Wednesday, April 15, 2009

MyFreeImplants.com - Healing women one boob job at a time.

Some might see a sea of refund gaps , broken dreams and disappointment. Others might think this site is a testament to the complete moral collapse of society. Those squares would be over reacting, its not like wherever there is a woman desperate for attention, with low self esteem there will be several men behind her scheming of ways she can make them a buck.

You can’t really call this exploitation, at least not solely on the part of men. Clearly there are two parties being pimped here, the men AND the women that sign up for this site are suckers for the select group of doctors that the women have to go to for surgery. Vertical integration never looked so hot. Ain’t capitalism grand?

This site links people together with idea that they are helping a woman profoundly with breast implants. Take this stunner for example.

Before she could only charge, what? 23 dollars for sex so she can fuel her horrific meth addiction.

Meth mouth aside, if it was 1989 she could be an extra in the White Snake video of her choosing. Just check out some of the satisfied customers in the sites before and after gallery. This is the Lord’s work.

The only complaint I have is the laziness; some of these women really need to be asking for boobies to save their floundering adult entertainer careers as they reach their cellulite checkered twilight ,but the others are just in it for the thrill. A bunch of college girls who you could use their financial aid to pay for a new set of breast and many even some lipo. What happened to the days when a gal had to be swinging on a pole 4-8 hours a day to EARN her silicon twins, back then work meant something.

I must say it’s hard for me to relate to these women, not because I’m much better educated, lack daddy issues and have never woke up in a bus station bathroom with a condom up my nose but because in all fairness I live the massive mamoried shangrala these ladies strive for.

I have an AMAZING RACK.
Au natural and I'm not even wearing a bra in that pic. I know they aren’t going to last forever so I’m milking them for all they’re worth now. Ipods, fur coats, laptops, Bentley rides you name it -tittes will get you there.Honestly, I’m only doing this whole school thing so I have something to fall back on once they start to sag. I might find myself in need of a melon upgrade myself, but not too soon, my sweater puppies are perky as the dickens.

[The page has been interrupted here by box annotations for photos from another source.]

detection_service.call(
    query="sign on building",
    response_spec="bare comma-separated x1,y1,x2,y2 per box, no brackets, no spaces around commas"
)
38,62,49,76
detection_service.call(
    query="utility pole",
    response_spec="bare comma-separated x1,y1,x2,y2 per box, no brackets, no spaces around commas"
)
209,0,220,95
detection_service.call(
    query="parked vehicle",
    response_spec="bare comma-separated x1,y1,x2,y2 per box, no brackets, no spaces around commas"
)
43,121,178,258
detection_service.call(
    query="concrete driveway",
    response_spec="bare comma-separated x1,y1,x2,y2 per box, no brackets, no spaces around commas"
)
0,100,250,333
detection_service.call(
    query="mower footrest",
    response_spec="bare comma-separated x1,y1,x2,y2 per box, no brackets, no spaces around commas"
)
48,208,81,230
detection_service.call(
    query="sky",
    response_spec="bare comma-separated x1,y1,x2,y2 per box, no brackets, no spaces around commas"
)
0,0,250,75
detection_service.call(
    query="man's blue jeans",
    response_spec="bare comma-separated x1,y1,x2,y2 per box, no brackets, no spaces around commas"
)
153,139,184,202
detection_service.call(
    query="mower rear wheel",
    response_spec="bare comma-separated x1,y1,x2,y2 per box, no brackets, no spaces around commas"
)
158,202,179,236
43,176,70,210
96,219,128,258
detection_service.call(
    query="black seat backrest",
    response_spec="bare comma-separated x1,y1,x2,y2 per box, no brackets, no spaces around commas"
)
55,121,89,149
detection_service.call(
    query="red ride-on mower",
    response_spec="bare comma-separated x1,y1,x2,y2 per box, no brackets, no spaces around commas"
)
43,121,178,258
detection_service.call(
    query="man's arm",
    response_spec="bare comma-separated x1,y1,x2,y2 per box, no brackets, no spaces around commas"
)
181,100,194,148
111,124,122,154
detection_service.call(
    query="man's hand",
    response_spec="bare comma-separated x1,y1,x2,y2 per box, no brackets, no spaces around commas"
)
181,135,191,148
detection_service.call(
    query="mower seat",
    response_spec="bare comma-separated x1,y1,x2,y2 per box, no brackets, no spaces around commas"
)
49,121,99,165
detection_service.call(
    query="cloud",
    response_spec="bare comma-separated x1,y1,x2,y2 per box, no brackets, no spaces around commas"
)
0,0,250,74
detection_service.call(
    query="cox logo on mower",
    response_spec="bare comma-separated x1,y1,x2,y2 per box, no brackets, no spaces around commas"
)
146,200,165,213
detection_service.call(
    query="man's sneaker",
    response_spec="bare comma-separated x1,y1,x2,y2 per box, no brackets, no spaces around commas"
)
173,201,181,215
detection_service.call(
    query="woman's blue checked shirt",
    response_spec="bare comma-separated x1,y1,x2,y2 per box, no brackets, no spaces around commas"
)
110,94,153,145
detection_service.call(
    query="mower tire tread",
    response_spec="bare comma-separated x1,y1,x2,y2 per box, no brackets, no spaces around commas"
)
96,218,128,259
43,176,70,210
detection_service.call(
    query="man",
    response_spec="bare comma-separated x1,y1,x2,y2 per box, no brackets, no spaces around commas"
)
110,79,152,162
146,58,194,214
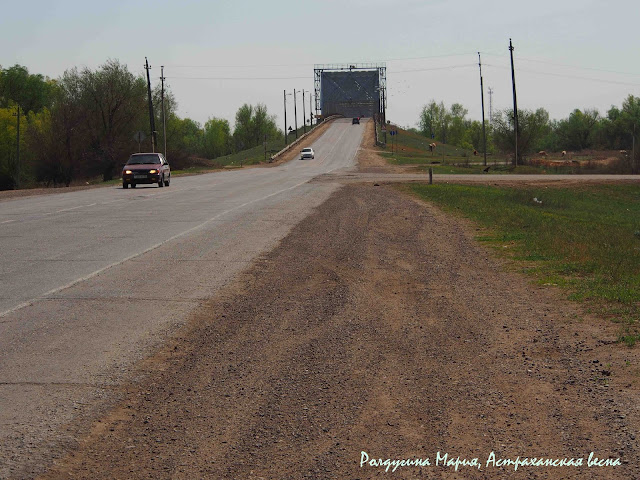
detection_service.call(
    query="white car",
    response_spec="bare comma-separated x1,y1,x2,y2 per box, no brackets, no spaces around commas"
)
300,147,315,160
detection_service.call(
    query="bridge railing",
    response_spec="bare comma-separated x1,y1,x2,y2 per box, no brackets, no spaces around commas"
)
269,115,342,163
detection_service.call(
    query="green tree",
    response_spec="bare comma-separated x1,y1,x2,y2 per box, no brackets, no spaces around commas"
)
233,103,282,152
555,109,600,150
202,118,231,158
493,108,550,164
0,107,27,190
0,65,55,113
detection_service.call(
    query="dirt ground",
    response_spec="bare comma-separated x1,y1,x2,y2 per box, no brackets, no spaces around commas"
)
42,172,640,479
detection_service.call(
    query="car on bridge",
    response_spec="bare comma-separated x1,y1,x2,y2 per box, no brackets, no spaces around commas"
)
300,147,316,160
122,153,171,189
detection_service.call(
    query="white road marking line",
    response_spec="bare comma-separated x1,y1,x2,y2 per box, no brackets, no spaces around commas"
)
55,205,85,213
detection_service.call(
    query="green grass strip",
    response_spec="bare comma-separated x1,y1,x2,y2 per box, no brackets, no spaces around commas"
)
406,184,640,345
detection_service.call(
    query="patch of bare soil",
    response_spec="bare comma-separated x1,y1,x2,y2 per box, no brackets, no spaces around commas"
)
42,185,640,479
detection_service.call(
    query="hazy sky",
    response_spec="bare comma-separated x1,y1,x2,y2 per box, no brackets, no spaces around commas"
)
5,0,640,128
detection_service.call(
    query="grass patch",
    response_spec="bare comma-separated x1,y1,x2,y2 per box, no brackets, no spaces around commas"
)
406,185,640,345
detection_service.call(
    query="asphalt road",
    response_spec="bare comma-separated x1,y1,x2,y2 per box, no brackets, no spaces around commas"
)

Seriously, I base my entire worth as a woman on the fact that my boobs are literally bigger than my head.Not only are they like two massive ten-pound free rides permanently adhered to my chest, which will no doubt leave me looking more like a weeping willow than a human female in the years to come, but they help not only men, but women as well gauge my intelligence quickly and easily.

The correlation between the amount of cleavage on a woman and her IQ was proven in 1956. At a 40G it’s safe to say that I couldn’t possibly achieve much outside the realm of valued sexual conquest or worlds squishiest paper weight. I don’t even care, I have knockers that say ‘gravity be damned, LOOK AT ME! And my isn’t it cold in here.’

I’m happy a site has finally acknowledged just how influential large breasts are for a woman’s self esteem. I mean without them can you imagine what it would be like to suffer poor body image because some unrealistic ideal of beauty has been pushed on you?

It would be like some crazy upside-down world were the natural assets of a woman are tossed in favor of rock-hard chest skin stretching atrocities that seem to exists only to be a dark affront to the very deity of creation.

Man, how could we all sleep in a world like that? Especially if in that dystopia doctors would rather make a quick buck off shallow women and pathetic men than donate their time to help people who need it, like I donno maybe breast cancer survivors?

2 comments:

  1. Sheena, I like your candid, witty, brilliant way of writing...love the humour, use of woman courage, intelligence and I guess for this particular article I am encouraged to embrace my rack for sure! :-)

    This is the first time I am seeing this info about a MFI. what a big laugh!